Nas ruas de Ouro Preto

Casarões coloniais do Largo do Rosário, em Ouro Preto.Ouro Preto foi a maior e mais importante cidade do ciclo do ouro mineiro, uma espécie de metrópole do século 18 graças ao garimpo. É uma cidade para ser degustada, comida com os olhos. Presente e passado se misturam a todo momento num passeio por entre os casarões centenários. As montanhas da Serra de Itacolomi fazem a moldura natural da cidade e no alto de cada morro desponta uma igreja. A melhor forma para explorar Ouro Preto é a pé, para contemplar calmamente o mais importante patrimônio pultural e histórico do País, tombado pela Unesco em 1960.

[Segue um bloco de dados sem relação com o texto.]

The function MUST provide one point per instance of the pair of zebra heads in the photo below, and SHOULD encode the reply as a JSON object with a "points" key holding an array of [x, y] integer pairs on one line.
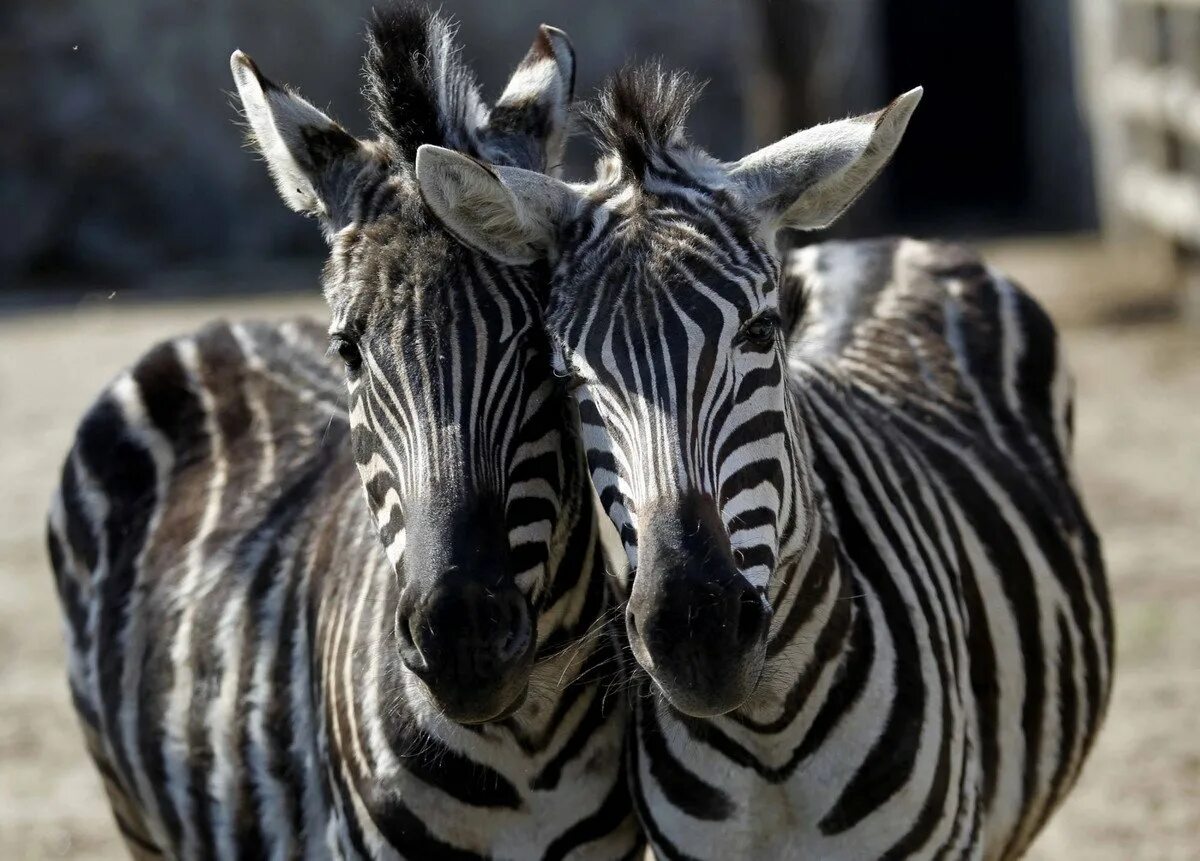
{"points": [[864, 615]]}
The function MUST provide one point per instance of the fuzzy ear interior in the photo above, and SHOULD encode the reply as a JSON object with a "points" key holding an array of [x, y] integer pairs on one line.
{"points": [[510, 214], [312, 160], [528, 126], [809, 179]]}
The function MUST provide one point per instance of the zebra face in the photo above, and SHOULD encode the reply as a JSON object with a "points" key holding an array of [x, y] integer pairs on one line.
{"points": [[675, 354], [457, 425], [664, 313], [457, 429]]}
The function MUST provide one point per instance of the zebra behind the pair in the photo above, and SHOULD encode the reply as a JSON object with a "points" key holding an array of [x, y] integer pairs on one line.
{"points": [[303, 627]]}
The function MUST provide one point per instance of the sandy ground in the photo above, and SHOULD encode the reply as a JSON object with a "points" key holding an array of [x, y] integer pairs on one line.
{"points": [[1138, 457]]}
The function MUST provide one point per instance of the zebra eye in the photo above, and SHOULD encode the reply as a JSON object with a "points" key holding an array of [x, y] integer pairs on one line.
{"points": [[570, 380], [760, 330], [348, 350]]}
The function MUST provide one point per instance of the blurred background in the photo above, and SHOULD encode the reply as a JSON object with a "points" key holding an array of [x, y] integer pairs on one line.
{"points": [[1062, 137]]}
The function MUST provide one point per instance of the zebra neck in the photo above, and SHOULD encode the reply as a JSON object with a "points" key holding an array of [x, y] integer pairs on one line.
{"points": [[815, 616]]}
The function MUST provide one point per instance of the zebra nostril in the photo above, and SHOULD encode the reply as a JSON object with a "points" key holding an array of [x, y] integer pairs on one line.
{"points": [[515, 638], [750, 618], [409, 649]]}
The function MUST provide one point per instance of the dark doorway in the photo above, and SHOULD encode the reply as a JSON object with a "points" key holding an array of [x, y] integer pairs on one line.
{"points": [[965, 166]]}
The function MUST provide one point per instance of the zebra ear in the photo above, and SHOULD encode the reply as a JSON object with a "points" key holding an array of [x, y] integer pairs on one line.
{"points": [[809, 179], [509, 214], [312, 158], [528, 125]]}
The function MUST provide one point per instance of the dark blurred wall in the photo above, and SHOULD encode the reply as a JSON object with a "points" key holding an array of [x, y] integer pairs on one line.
{"points": [[121, 158]]}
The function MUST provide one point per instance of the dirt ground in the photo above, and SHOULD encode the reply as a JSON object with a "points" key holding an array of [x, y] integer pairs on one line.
{"points": [[1138, 457]]}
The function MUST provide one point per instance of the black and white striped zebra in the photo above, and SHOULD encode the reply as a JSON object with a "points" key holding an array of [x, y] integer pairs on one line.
{"points": [[257, 675], [865, 589]]}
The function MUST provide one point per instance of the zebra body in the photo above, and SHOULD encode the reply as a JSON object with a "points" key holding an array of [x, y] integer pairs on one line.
{"points": [[355, 608], [869, 603], [232, 654], [941, 652]]}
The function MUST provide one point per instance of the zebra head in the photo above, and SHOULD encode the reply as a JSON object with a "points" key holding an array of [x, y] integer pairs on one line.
{"points": [[665, 314], [457, 423]]}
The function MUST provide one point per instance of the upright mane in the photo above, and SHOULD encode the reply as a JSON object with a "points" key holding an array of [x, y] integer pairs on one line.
{"points": [[418, 89], [641, 112]]}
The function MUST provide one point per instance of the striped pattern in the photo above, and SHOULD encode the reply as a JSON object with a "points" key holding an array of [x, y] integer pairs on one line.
{"points": [[229, 619], [241, 519], [885, 429]]}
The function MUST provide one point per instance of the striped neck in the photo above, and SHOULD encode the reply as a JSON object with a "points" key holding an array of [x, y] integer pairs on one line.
{"points": [[810, 596]]}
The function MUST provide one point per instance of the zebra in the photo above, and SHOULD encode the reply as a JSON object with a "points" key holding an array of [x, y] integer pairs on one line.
{"points": [[342, 594], [864, 589]]}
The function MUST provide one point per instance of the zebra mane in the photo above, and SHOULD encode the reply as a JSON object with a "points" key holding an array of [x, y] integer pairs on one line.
{"points": [[418, 88], [641, 110]]}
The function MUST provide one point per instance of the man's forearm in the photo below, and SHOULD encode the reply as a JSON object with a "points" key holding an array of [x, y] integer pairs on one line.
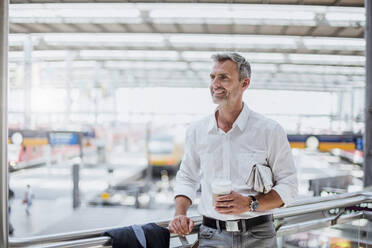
{"points": [[269, 201], [182, 205]]}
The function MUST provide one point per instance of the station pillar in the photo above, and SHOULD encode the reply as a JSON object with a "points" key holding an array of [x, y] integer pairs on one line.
{"points": [[367, 153], [4, 26]]}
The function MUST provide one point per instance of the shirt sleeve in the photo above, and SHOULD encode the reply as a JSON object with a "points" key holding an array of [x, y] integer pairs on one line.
{"points": [[283, 166], [188, 176]]}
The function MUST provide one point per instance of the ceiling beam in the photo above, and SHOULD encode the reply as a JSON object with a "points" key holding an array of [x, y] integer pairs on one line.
{"points": [[355, 3]]}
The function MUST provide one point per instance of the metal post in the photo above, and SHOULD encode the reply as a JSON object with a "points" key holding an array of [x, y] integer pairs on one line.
{"points": [[76, 190], [4, 30], [27, 80], [368, 118]]}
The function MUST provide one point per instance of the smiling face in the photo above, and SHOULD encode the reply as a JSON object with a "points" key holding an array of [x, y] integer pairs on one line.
{"points": [[225, 86]]}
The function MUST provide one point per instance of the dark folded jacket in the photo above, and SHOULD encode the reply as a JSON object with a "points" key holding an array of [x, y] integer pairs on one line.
{"points": [[125, 237]]}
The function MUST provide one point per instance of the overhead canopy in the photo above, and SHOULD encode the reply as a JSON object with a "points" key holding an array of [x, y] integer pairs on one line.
{"points": [[291, 46], [348, 3]]}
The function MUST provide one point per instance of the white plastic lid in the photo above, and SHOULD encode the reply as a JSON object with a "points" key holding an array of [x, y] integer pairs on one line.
{"points": [[221, 186]]}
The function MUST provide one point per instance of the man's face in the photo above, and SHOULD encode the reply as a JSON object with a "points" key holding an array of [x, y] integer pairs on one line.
{"points": [[225, 86]]}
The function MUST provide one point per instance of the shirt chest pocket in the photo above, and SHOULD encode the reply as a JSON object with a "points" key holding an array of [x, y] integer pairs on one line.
{"points": [[245, 162]]}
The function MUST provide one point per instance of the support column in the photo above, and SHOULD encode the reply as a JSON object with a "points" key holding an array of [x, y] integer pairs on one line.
{"points": [[367, 166], [27, 81], [4, 30]]}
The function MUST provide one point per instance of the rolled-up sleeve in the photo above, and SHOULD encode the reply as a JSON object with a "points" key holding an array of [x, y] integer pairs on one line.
{"points": [[188, 176], [283, 166]]}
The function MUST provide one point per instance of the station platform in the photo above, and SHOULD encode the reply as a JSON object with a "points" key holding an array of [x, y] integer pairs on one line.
{"points": [[52, 210]]}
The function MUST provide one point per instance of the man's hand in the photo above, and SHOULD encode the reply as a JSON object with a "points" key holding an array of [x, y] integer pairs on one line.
{"points": [[233, 203], [181, 225]]}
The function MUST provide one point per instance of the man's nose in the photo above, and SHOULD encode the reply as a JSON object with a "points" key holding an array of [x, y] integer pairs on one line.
{"points": [[215, 83]]}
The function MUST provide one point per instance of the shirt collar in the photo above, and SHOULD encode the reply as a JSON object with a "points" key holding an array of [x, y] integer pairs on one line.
{"points": [[241, 121]]}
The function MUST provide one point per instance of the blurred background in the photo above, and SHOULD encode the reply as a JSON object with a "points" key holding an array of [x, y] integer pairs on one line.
{"points": [[101, 93]]}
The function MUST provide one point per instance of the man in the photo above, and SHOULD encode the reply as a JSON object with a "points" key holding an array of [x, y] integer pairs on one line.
{"points": [[227, 145]]}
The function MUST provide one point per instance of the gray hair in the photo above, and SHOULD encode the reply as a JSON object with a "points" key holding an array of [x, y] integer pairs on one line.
{"points": [[243, 66]]}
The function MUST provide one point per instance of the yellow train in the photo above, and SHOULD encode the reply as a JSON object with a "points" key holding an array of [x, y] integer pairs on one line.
{"points": [[165, 152]]}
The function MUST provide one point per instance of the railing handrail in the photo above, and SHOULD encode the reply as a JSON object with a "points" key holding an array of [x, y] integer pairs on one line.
{"points": [[298, 208]]}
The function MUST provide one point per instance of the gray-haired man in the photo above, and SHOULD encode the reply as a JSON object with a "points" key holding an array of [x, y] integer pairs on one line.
{"points": [[226, 145]]}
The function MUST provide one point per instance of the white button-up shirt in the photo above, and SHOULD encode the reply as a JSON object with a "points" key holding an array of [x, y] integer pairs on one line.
{"points": [[211, 153]]}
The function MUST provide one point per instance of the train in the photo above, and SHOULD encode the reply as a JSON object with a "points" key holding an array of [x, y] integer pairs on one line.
{"points": [[165, 152], [30, 148], [327, 142]]}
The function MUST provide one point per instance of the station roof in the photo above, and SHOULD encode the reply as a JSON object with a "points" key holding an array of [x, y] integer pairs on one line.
{"points": [[290, 45]]}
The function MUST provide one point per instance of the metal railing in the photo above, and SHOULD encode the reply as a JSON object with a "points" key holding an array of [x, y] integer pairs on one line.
{"points": [[304, 215]]}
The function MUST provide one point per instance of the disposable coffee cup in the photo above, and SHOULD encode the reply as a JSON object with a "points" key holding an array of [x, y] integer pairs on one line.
{"points": [[220, 187]]}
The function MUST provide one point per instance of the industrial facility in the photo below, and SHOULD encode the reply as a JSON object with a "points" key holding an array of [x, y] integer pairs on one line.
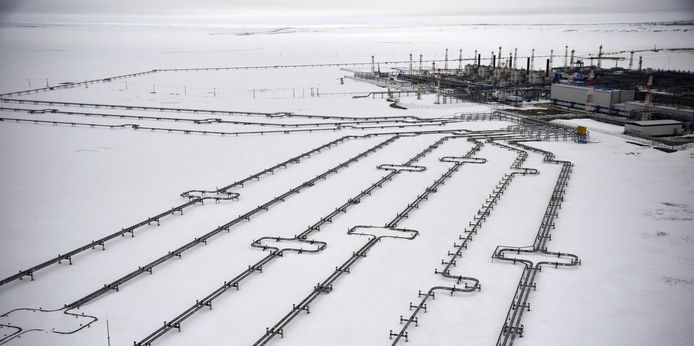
{"points": [[624, 96]]}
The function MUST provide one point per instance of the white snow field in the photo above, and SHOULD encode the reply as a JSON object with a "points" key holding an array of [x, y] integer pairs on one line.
{"points": [[470, 232]]}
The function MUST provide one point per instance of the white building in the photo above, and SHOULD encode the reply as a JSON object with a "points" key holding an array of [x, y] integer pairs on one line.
{"points": [[604, 100], [654, 127]]}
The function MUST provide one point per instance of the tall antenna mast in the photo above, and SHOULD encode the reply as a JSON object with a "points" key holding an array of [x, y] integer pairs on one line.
{"points": [[648, 102]]}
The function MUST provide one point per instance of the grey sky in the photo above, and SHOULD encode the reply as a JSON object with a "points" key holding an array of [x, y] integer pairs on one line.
{"points": [[639, 10]]}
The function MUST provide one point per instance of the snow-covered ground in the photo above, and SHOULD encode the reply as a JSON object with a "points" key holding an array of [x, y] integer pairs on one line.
{"points": [[628, 211]]}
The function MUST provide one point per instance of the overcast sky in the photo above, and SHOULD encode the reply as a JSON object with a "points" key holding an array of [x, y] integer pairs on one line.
{"points": [[360, 11]]}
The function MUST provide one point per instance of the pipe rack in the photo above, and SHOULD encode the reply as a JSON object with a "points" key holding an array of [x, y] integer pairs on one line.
{"points": [[327, 285], [512, 326], [19, 330], [276, 252], [474, 227], [192, 201], [402, 122], [226, 227]]}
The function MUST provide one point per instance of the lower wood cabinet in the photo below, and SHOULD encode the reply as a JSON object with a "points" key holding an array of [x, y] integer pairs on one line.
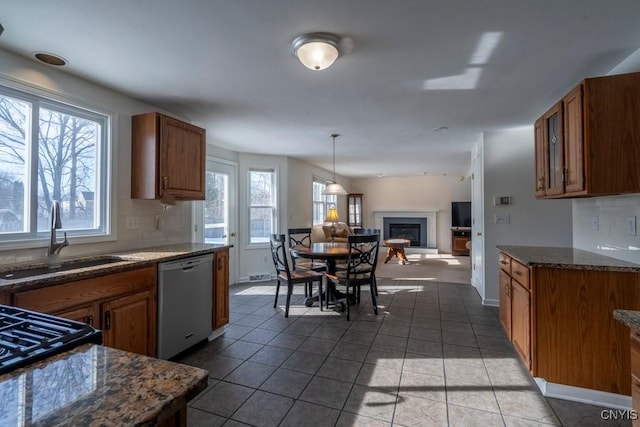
{"points": [[122, 305], [129, 322], [515, 305], [560, 321], [221, 288]]}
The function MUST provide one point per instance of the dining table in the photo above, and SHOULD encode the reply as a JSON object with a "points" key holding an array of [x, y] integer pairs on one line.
{"points": [[330, 252]]}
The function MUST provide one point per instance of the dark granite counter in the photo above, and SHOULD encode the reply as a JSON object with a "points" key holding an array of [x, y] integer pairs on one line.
{"points": [[96, 385], [119, 261], [630, 318], [568, 258]]}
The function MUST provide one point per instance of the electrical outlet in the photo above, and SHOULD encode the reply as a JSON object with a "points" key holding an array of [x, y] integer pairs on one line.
{"points": [[501, 219], [132, 223], [631, 225]]}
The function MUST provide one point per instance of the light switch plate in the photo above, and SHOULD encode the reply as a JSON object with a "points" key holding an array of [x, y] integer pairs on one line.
{"points": [[631, 225], [501, 219]]}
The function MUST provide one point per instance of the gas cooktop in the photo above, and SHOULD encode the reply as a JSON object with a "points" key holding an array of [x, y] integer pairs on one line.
{"points": [[27, 336]]}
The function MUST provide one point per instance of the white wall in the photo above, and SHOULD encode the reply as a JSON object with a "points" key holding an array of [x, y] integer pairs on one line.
{"points": [[175, 222], [611, 238], [509, 171], [414, 193]]}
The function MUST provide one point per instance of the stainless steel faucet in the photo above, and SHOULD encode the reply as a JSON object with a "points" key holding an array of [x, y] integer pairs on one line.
{"points": [[54, 246]]}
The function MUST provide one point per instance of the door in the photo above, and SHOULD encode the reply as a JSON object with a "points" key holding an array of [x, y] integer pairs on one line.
{"points": [[573, 153], [554, 150], [216, 217], [477, 221]]}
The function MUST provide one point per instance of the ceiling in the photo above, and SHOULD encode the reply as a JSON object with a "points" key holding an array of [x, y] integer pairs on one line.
{"points": [[410, 67]]}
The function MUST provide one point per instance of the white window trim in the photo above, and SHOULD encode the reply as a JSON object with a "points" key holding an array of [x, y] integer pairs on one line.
{"points": [[110, 153], [274, 170]]}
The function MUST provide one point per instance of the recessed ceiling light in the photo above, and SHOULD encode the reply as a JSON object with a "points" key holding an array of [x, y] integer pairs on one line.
{"points": [[50, 59]]}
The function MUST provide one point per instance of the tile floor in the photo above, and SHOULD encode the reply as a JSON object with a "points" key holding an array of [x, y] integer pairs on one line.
{"points": [[434, 356]]}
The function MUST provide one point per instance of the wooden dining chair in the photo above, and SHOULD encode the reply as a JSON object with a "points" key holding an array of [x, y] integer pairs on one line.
{"points": [[369, 231], [302, 237], [361, 268], [291, 276]]}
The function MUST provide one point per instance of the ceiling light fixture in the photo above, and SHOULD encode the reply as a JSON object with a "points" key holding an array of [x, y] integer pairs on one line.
{"points": [[334, 187], [316, 51], [50, 59]]}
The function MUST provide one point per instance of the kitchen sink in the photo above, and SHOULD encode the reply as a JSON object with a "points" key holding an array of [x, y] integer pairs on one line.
{"points": [[67, 266]]}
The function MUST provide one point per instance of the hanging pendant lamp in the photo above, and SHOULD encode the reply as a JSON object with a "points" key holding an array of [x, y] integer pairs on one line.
{"points": [[334, 188]]}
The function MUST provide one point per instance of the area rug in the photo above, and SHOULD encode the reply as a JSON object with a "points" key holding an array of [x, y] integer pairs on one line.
{"points": [[434, 267]]}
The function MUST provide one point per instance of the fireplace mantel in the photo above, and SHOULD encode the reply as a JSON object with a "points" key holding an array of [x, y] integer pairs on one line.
{"points": [[431, 216]]}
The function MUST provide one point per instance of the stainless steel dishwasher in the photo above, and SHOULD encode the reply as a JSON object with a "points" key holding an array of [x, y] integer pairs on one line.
{"points": [[185, 289]]}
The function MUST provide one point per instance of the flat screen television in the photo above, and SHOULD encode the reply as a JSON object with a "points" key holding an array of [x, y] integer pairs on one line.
{"points": [[461, 214]]}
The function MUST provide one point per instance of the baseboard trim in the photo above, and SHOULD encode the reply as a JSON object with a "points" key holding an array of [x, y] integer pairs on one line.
{"points": [[417, 250], [583, 395], [491, 302]]}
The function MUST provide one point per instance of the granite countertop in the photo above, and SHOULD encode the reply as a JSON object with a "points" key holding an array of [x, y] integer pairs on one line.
{"points": [[568, 258], [120, 261], [96, 385], [630, 318]]}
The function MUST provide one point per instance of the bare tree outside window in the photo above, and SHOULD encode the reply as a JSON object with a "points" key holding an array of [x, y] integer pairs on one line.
{"points": [[67, 168]]}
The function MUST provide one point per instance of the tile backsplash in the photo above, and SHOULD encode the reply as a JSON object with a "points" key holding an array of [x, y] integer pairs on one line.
{"points": [[153, 226], [605, 225]]}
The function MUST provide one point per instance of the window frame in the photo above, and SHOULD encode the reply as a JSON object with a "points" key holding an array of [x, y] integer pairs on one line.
{"points": [[328, 201], [273, 206], [40, 98]]}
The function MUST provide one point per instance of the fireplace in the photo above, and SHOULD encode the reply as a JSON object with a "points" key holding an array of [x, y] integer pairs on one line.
{"points": [[427, 220], [413, 229], [405, 231]]}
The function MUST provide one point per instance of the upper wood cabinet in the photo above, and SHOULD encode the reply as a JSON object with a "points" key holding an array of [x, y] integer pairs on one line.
{"points": [[167, 158], [587, 143]]}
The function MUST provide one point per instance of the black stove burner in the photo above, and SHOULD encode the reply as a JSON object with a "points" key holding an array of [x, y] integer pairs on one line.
{"points": [[27, 336]]}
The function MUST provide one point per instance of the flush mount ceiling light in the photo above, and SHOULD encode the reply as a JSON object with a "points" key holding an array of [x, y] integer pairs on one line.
{"points": [[50, 59], [316, 51], [334, 187]]}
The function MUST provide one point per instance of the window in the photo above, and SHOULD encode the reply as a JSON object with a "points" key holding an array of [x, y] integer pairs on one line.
{"points": [[51, 151], [262, 205], [321, 202]]}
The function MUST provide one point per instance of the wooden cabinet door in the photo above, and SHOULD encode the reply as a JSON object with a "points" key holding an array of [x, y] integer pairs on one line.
{"points": [[540, 158], [182, 159], [129, 323], [521, 322], [86, 314], [221, 288], [554, 150], [505, 302], [573, 141]]}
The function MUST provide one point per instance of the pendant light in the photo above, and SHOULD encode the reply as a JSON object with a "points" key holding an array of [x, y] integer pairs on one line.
{"points": [[334, 188]]}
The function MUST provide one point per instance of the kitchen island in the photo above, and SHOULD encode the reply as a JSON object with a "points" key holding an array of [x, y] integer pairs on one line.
{"points": [[556, 306], [97, 385]]}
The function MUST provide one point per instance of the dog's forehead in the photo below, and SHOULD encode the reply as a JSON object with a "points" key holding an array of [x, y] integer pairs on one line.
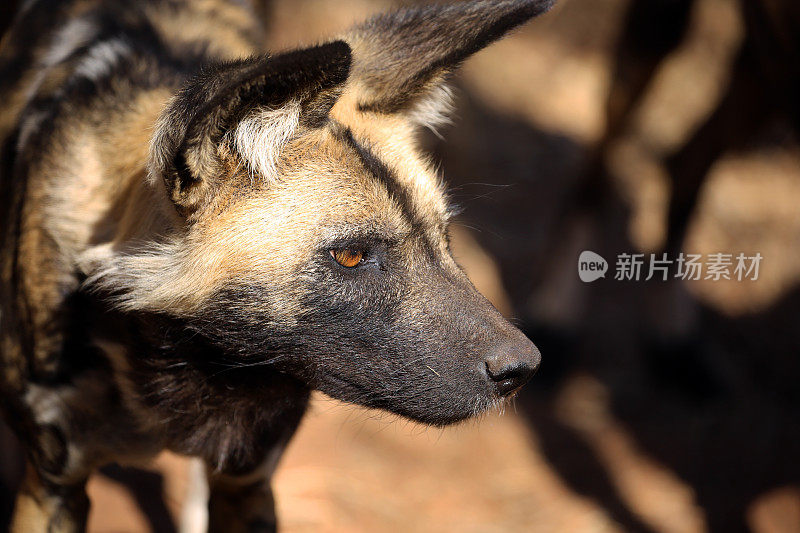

Comece o roteiro pela Praça Tiradentes, o marco zero da cidade, onde está o Museu da Inconfidência, que abriga móveis e peças sacras do século 18 – e até os túmulos dos inconfidentes. No centro da praça, observe o monumento em bronze e granito que serviu para expor a cabeça do alferes Joaquim José da Silva Xavier, o Tiradentes. Desça a Rua Claudio Manoel e entre na Igreja de São Francisco, a obra-prima da arquitetura barroca mineira. Admire a impressionante pintura do forro, feita por Manoel da Costa Athayde e a beleza dos entalhes em pedra-sabão da portada e do altar, esculpidos por Aleijadinho. Essa mesma pedra serve hoje como base para o artesanato local: panelas, pratos, caixas, imagens... Quase  todos compram na feirinha que fica bem de frente à igreja, no Largo de Coimbra.

Bem próximo, descendo a rua um pouco mais, conheça a Mina do Chico Rei, a única mina de ouro aberta à visitação na cidade.  Não passa de um túnel apertado e úmido, onde mal cabe uma pessoa de pé. Mas que transmite a ideia de como deveria ser a extração artesanal de ouro feita por escravos providos apenas de marreta e picareta. Nessa época, Ouro Preto era quase um queijo suiço: há duas mil bocas de minas ao redor da cidade, de onde saíram toneladas de ouro ao longo de cerca de 150 anos.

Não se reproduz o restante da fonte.